One of the most important things is to always test a query that's identical (or as similar to as possible) to the one with the performance issue. Sometimes people try to test a simple SELECT query instead of they add a TOP to the query thinking that if the query with the TOP can't perform well then the full query certainly can't perform well. That isn't always true. Sometimes adding a TOP can make performance worse, as explained here.

Another important thing is to give yourself the tools which give you the best chance for success when tuning a query. The query plan that you're looking at isn't a simple one and I can understand why you might be intimidated by it.
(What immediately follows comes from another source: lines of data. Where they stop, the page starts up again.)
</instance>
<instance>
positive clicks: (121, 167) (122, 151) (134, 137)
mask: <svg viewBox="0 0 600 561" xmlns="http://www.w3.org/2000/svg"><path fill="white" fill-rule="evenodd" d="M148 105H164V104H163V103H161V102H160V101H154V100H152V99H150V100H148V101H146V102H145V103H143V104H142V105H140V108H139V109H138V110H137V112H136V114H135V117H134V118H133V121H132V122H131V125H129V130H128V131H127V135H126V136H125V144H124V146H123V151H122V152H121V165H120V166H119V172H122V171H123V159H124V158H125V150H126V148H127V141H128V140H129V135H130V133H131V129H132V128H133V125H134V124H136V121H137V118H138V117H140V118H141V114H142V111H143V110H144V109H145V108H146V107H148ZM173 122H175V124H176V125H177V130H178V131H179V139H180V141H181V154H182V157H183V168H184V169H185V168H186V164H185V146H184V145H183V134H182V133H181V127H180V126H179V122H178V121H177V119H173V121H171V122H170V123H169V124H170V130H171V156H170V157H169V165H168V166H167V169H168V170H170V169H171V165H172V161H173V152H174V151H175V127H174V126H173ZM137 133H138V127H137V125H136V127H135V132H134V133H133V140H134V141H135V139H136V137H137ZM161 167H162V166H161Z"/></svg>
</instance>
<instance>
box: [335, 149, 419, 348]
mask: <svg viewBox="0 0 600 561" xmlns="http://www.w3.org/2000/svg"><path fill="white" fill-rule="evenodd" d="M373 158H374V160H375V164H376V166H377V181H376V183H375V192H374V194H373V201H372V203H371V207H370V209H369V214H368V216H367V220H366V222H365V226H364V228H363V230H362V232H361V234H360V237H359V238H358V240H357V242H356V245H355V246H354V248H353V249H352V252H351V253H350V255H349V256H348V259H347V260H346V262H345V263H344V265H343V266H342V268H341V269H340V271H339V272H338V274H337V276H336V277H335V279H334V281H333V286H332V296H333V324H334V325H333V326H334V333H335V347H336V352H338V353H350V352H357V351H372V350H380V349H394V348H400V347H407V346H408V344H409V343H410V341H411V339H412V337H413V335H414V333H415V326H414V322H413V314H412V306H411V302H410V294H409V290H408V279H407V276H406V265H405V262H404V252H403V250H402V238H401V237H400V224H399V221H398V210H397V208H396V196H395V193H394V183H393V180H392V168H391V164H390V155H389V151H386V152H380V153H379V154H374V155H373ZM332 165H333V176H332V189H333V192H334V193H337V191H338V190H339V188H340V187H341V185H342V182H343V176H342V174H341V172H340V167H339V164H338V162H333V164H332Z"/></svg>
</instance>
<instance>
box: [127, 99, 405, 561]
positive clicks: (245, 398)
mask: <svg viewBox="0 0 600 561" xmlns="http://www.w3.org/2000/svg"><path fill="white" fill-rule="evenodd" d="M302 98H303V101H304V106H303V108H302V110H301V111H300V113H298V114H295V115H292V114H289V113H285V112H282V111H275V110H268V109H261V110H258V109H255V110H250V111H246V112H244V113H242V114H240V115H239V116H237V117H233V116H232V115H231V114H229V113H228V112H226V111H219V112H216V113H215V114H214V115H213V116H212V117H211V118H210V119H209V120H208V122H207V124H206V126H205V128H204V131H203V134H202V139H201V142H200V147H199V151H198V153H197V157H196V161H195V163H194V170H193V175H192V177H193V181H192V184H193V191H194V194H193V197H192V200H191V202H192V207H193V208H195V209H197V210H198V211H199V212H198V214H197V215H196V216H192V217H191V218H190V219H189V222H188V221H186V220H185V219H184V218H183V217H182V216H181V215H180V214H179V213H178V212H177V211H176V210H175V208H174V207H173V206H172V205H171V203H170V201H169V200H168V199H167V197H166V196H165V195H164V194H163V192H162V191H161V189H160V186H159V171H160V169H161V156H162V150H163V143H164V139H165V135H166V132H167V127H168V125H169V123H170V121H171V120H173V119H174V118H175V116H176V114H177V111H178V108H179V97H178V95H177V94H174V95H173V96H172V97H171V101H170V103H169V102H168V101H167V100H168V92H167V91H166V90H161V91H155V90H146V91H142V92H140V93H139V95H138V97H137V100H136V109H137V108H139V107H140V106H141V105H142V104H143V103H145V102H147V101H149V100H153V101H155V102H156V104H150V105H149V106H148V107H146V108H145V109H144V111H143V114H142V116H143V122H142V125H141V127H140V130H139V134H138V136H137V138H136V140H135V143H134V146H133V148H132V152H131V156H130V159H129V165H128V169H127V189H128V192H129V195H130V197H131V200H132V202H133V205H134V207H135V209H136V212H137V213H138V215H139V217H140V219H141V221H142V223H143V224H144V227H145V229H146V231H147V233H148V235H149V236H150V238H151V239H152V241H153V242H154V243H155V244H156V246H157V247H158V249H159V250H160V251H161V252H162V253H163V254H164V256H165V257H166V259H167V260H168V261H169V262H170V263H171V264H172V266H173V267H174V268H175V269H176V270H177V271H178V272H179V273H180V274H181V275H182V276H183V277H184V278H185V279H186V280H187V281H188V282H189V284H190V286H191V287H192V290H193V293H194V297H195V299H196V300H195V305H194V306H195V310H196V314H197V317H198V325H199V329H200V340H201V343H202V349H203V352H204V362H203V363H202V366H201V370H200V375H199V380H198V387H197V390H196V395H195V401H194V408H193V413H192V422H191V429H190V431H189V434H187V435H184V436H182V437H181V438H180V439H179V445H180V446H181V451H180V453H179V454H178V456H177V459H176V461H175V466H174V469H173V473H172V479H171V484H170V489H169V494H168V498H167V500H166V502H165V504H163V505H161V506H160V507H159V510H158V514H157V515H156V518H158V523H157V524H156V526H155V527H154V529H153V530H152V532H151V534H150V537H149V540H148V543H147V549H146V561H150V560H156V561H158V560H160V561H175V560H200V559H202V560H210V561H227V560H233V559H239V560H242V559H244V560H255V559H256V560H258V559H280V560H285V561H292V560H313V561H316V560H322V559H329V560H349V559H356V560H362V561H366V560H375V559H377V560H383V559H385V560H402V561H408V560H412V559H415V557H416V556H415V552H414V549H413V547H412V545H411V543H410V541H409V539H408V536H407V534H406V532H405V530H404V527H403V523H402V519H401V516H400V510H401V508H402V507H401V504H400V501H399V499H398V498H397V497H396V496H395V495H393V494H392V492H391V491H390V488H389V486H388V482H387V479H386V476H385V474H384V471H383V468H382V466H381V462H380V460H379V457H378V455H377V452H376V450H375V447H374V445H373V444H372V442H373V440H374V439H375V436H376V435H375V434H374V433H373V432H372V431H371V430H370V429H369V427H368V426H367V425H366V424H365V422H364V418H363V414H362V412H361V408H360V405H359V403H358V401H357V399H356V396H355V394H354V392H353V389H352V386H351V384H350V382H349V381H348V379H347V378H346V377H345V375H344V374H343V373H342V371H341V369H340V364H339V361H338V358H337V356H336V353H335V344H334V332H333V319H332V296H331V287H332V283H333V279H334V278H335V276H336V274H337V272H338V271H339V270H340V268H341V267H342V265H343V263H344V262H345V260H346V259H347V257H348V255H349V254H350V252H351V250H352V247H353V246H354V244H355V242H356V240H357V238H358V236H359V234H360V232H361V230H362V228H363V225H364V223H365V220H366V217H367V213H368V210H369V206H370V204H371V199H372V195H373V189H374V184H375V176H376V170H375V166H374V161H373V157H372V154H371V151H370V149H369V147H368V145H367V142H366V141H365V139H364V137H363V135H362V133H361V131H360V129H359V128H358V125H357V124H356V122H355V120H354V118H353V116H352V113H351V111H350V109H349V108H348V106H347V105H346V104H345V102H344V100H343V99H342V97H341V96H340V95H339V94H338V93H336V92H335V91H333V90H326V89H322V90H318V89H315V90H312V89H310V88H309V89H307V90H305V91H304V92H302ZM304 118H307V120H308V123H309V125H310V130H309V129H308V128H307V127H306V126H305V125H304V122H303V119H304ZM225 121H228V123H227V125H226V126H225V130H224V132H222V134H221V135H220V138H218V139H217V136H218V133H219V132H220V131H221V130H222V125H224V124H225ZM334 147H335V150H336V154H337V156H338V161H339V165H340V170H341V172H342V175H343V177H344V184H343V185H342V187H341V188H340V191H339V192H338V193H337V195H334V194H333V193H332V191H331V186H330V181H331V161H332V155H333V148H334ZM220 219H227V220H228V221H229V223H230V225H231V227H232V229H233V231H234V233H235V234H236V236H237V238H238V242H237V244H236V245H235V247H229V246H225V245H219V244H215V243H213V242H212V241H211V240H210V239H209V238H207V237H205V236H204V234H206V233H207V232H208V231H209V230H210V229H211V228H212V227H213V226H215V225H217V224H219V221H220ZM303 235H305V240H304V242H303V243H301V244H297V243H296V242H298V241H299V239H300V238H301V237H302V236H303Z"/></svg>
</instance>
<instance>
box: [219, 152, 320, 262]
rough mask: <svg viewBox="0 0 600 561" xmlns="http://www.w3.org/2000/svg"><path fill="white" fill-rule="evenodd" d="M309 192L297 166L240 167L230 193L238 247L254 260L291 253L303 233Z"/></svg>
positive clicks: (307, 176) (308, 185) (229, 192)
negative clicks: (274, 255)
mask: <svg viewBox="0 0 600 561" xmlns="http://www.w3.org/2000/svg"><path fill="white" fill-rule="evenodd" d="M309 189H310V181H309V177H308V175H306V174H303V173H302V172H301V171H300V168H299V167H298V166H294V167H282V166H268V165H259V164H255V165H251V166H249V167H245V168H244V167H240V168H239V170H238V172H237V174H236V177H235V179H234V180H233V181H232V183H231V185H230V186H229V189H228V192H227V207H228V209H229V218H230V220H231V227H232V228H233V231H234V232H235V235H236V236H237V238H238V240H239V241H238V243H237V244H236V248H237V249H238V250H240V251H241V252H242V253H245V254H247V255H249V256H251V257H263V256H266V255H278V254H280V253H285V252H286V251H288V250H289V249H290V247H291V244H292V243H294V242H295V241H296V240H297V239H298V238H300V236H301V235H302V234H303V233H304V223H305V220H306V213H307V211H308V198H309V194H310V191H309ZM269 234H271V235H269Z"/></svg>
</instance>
You should strongly consider upgrading your version of SSMS (if applicable) and downloading the free Sentry One Plan Explorer. That'll give you more information and make it easier to performance tune queries like the one that you have here.

Here's the first thing that I notice using Plan Explorer:

enter image description here

It looks like you have mismatched data types for SL.fld_dat_WeekEnding and WN.WeekEnding. That can cause issues with cardinality estimation. The query optimizer estimates that your "less than today" filter will exclude nearly all of the rows, but of course that isn't true. The row estimate is 1 but the actual number of rows is in the million. That type of disparity can cause performance issues because the query optimizer is working under bad information. It might choose a different, more efficient plan if it was working with better estimates.

In review:

  1. Test with the real query whenever possible.
  2. Use the best tools available to make your job easier.
  3. Identify and fix cardinality estimates and see how the plan changes. Fixing one issue might reveal another, so be prepared for an iterative process.